Tuesday, November 10, 2009

GUIDs as Conceptual Endpoints

GUIDs have been a topic of fantastic debate within the biodiversity informatics community over the last few years.

There was, and is, and obvious need for GUIDs - to link data records and data sets together, to be able to refer to the "same" object that other people are referring to, to be able to update a cached record at a later date, and many others.

These discussions have lead to a, rather thorough (maybe too thorough), analysis of GUID technologies, styles, perspectives, advantages, and disadvantages.

This has brought up many issues about GUIDs in general:
- what exactly does a GUID refer to? a physical object? a conceptual object?
- how do we "resolve" information about a GUID?
- which is the "official" information about that GUID? and which is annotation?

Various perspectives of GUIDs are now apparent, from very specific (eg, a database record and some data values in xml that represent the object the GUID refers to), to the fuzzy (conceptual descriptions and annotations about an idea).

The Linked Data community (http://linkeddata.org/) have needed to deal with these issues face on (dues to the obvious need to link data objects together directly), and have addressed this by adopting the idea that GUIDs always refer to "abstract" representations, and always use HTTP 303 redirects to "redirect" to the data about that object.

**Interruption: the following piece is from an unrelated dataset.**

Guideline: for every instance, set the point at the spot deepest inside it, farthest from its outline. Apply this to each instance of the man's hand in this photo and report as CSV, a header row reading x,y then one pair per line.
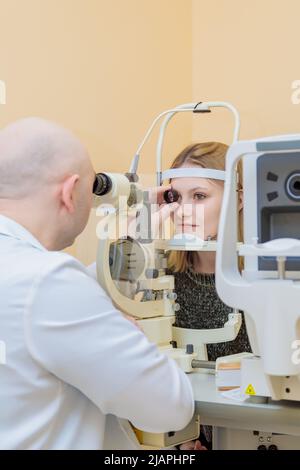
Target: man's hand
x,y
163,210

This seems a little overkill, and overly abstracted, but it is a consistent approach for the various types of objects, i.e. abstract objects and physical objects.

Over time, various forms of GUID have been present in these discussions, including
- URL
- URI
- LSID
- DOI
- UUID
- HANDLE
- Integer :-)
- etc

All of these technologies are really methods of getting to the information about a GUID, EXCEPT the UUID. However UUIDs are not resolvable - so are they of little use?

I have been contemplating this issue, and have a devised a slightly different approach to this conundrum. What I think we are mean, when we assign a GUID to an object, is to stamp that object/concept with an ID so we can all talk about the same thing. So all we really need to satisfy this, is a unique ID (without all the Internet oriented, resolution overhead piffle on top) - and a good example of this pure identifier, is the UUID.

So if we just start from the basics and assign UUIDs to the objects we are describing, then add the data we are interested in, and worry about the Internet resolution stuff later, I think we will progress much quicker. This is what I call "conceptual endpoints", because the object we are talking about now has a GUID (UUID), but is not really generally retrievable, as it is not resolvable over web technologies.

We can then add resolution mechanisms on top of this approach, and could well use several standard technologies for doing this job, eg LSID, HTTP URI, DOI etc - it doesn't really matter which, or how many, so long as they connect to the same conceptual endpoint.

eg
say we have a physical object, eg a coffee mug
- we could then assign an ID to that mug, eg "72FFE2F1-A9F8-4887-A95F-11D127730879"
- and some data, eg "color:white", "height:9.6cm"


The conceptual endpoint in this case is the mug "72FFE2F1-A9F8-4887-A95F-11D127730879". Currently there is no way to find out any information, over the web, about this mug.


So, we could assign resolvable technologies to our endpoint, so that the information is retrievable, eg:

- LSID - urn:lsid:example.org:mugs:72FFE2F1-A9F8-4887-A95F-11D127730879

- URI - http://example.org/mugs/72FFE2F1-A9F8-4887-A95F-11D127730879


So these various methods of retrieving data about an object are all valid an useful, but ultimately refer to the same conceptual endpoint. Which in the end is what most people really want to make sure is in place and correct. The technology for retrieving the information is quite secondary.


So that is conceptual endpoints, or perhaps, as me mate Roger said, the "conceptual end of the point".